Method: Clinical, histological and family history data were collected on 30 R304Q cases (including four families and 13 known sporadic cases) from the literature, other centres and our own centre. Loss-of-heterozygosity (LOH) analysis was performed on tumour tissue. In silico and experimental data on protein function was reviewed and screening of our large patient cohort (FIPA consortium) was compared to general population databases.
Results: With nine affected patients, the MAF in our pituitary adenoma patient cohort (1149 probands) was not significantly different from that of the ExAc database (P=0.15). No LOH was detected in five tumour samples. In silico predictions using 11 different programs suggest that this is a benign variant, as do functional studies which found that R304Q was similar to the wild-type in 6/7 assays (PDE4A5-assay, AIP-RET interaction, two half-life studies and two fruit fly models), while an in vitro study assessing aryl hydrocarbon receptor-target Cyp1a1 expression showed intermediate results.

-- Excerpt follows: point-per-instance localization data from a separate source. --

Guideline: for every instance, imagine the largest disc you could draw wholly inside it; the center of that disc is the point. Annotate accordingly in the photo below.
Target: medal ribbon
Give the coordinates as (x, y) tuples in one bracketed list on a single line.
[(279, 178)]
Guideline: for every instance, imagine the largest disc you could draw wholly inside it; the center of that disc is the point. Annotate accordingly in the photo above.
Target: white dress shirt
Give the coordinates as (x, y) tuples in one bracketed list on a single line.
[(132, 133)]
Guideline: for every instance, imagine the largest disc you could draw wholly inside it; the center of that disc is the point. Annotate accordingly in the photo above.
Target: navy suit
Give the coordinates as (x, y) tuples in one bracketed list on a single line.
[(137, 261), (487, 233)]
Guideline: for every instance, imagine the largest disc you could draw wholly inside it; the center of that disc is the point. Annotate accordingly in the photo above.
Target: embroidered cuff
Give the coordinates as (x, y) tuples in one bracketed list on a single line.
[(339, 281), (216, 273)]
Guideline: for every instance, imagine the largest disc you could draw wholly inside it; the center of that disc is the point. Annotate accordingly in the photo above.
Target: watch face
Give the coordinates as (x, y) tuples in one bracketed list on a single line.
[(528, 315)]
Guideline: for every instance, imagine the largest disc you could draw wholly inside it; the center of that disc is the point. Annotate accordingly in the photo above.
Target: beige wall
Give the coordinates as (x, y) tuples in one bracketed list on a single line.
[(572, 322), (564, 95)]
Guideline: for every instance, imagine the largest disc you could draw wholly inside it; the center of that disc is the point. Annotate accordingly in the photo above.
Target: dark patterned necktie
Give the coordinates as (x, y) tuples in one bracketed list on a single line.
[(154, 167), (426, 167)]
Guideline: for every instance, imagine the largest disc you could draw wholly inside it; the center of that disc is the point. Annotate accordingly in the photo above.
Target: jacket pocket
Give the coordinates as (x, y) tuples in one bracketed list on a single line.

Conclusion: Several familial and young-onset sporadic pituitary adenoma cases carry the R304Q AIP variant. In vitro studies, in silico predictions and MAF data suggests that R304Q is a benign polymorphism. This discrepancy between clinical data and experimental results provides a controversial situation sometimes seen in clinical genetics which has potential implications for clinical practice, especially the screening of family members and follow up of carriers.